Wormholes are passageways through spacetime that connect two far-off places. Although they have not been experimentally observed, scientists have been theorizing about their existence and characteristics for almost a century.

Albert Einstein and Nathan Rosen described wormholes in 1935 as tunnels through the fabric of spacetime, which is similar to Einstein's general theory of relativity, characterizing wormholes as the curvature of spacetime.

Einstein-Rosen bridges are the name given to wormholes by researchers in honor of the two physicists who first proposed them; John Wheeler first used the term "wormhole" in the 1950s.

The study team simulated a nine-qubit quantum system and discovered that the message they passed via one half emerged at the other half unscrambled.

Using a more potent quantum computer might aid in sharpening the image since what they created was just a baby wormhole that serves as a testbed for the theories of quantum gravity.

This is important because using solely classical computation is difficult or perhaps impossible to fully comprehend some quantum gravity theories.

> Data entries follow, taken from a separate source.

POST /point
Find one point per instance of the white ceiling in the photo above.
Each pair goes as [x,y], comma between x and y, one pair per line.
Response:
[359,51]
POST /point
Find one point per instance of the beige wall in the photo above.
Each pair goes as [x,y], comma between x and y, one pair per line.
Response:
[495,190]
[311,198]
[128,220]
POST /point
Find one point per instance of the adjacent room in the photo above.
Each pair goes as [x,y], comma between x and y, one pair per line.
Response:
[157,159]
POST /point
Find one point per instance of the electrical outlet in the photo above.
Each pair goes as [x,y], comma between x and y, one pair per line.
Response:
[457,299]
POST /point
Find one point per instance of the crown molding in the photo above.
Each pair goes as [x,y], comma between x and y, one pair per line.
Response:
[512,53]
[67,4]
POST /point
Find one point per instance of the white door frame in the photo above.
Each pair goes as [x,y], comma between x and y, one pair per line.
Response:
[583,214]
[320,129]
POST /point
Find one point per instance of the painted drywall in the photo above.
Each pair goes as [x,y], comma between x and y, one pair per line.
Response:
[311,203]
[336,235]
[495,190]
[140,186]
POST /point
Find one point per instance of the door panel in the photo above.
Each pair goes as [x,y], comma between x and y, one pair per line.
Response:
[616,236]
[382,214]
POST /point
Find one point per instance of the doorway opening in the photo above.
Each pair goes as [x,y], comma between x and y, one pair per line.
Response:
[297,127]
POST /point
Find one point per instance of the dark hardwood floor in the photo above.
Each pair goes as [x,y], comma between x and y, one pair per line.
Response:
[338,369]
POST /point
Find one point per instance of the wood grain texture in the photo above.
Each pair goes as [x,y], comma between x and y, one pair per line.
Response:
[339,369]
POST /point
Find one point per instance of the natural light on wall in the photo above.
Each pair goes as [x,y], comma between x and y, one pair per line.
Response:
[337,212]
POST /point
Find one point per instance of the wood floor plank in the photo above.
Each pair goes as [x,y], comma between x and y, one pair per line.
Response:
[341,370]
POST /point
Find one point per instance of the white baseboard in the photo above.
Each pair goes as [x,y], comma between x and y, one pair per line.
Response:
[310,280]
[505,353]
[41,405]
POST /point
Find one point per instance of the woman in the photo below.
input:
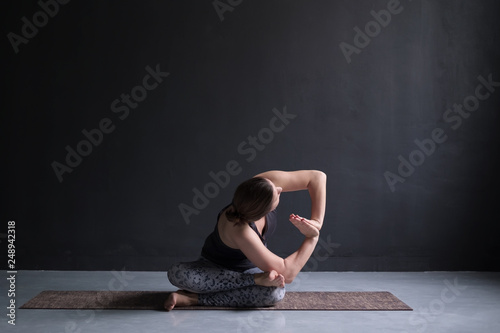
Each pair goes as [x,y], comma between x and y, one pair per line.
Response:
[236,268]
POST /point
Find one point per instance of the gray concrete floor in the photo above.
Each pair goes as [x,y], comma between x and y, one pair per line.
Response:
[442,302]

However, the simulation's resemblance to a genuine wormhole raises the possibility that theories concerning quantum gravity may be developed, tested, and ultimately understood using quantum computers.

The researchers intend to expand on this work in the future to encompass more advanced quantum circuits. Even though true quantum computers may still be years away, the team intends to carry out more tests of this kind on already available quantum computing hardware.

The results of the study were released on Dec. 1 in the journal Nature.